You know you're getting old when nostalgia lists no longer apply to you.

While I remember it I can't relate to that list either despite being a teenager for the first two years of the 90s.


----------



## PM1234 (2 Jul 2008)

ney001 said:


> 12. You started to watch Tennis. Can’t say I recall why…



You had to watch it when Wimbledon was on tv 

I remember requesting the DJ to play Wonderwall in a 'disco' and instead he played Cotton Eye Joe and 'dedicated' it to us.  The painful memory had just about faded until I read this thread 

Disco = club
Requesting songs as if the DJ was our personal jukebox was acceptable (although on reflection the DJ probably didn't appreciate it too much)!


----------



## bazermc (4 Jul 2008)

What about: "you remembered the last time Dublin won Sam!"


----------



## ney001 (4 Jul 2008)

PM1234 said:


> You had to watch it when Wimbledon was on tv
> 
> I remember requesting the DJ to play Wonderwall in a 'disco' and instead he played Cotton Eye Joe and 'dedicated' it to us.  The painful memory had just about faded until I read this thread
> 
> ...



I remember that the ONLY reason I watched and became interested in Tennis was Andre Agassi back when he had long flowing locks and a beard.   Every time Wimbledon was on, the streets would be teeming with kids out playing tennis, we used to draw the tennis courts in chalk on the road.  I also remember big games of football and rounders on the road during the summer and when the dads came home from work they would all join in -  great fun.


----------



## ninsaga (7 Jul 2008)

ney001 said:


> 12. You started to watch Tennis. Can’t say I recall why…
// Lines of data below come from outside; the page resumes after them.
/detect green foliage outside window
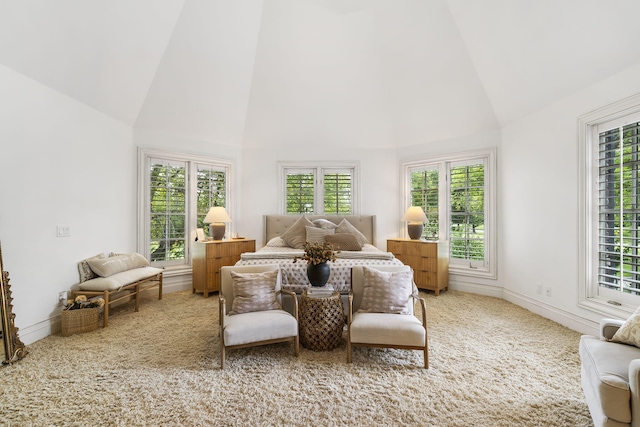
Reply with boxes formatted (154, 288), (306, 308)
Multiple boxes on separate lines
(149, 163), (186, 262)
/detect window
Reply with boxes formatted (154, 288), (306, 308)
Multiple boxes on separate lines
(403, 148), (496, 278)
(138, 148), (233, 269)
(279, 162), (359, 214)
(579, 94), (640, 314)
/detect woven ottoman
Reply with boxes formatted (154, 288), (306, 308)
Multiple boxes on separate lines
(299, 291), (345, 351)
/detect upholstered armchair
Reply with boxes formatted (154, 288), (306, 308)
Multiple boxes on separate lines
(219, 265), (299, 369)
(348, 265), (428, 368)
(580, 318), (640, 427)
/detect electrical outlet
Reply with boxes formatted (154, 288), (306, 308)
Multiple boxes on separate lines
(58, 291), (68, 304)
(536, 283), (542, 295)
(545, 286), (552, 297)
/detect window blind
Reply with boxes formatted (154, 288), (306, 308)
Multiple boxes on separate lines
(409, 167), (439, 239)
(286, 171), (315, 214)
(598, 121), (640, 295)
(323, 172), (352, 214)
(450, 162), (485, 262)
(196, 165), (226, 229)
............oh the reason for that was very simple.... John McEnroe ........outbursts & flair have never graced the lawns of Wimbledon as much since!


----------



## FredBloggs (7 Jul 2008)

ney001 said:


> 4. You’ve only just turned thirty yet your doctor tells you that you have the wrists of a severely arthritic eighty year old thanks to days spent in the arcade on Street Fighter.


 
well at least thats how you explain to your doctor how your wrists were worn out during your teenage years


----------



## gipimann (7 Jul 2008)

ninsaga said:


> ....certainly was... Liam Nolan was the main man with Brendan ????? Then again..... maybe that was the 70's
> 
> ninsaga


 
Brendan O Reilly is yer man!


----------



## reds (7 Jul 2008)

ney001 said:


> 12. You started to watch Tennis. Can’t say I recall why…




Andre Agassi made it cool.


----------



## Purple (7 Jul 2008)

GeneralZod said:


> While I remember it I can't relate to that list either despite being a teenager for the first two years of the 90s.


 Same here.


----------



## The_Banker (7 Jul 2008)

ninsaga said:


> ............oh the reason for that was very simple.... John McEnroe ........outbursts & flair have never graced the lawns of Wimbledon as much since!


 
Was McEnroe still playing in the 90s?

I would say it was more to do with a Russian tennis player!!!


----------



## ninsaga (7 Jul 2008)

Damn  - looks like I just lost a decade somewhere!


----------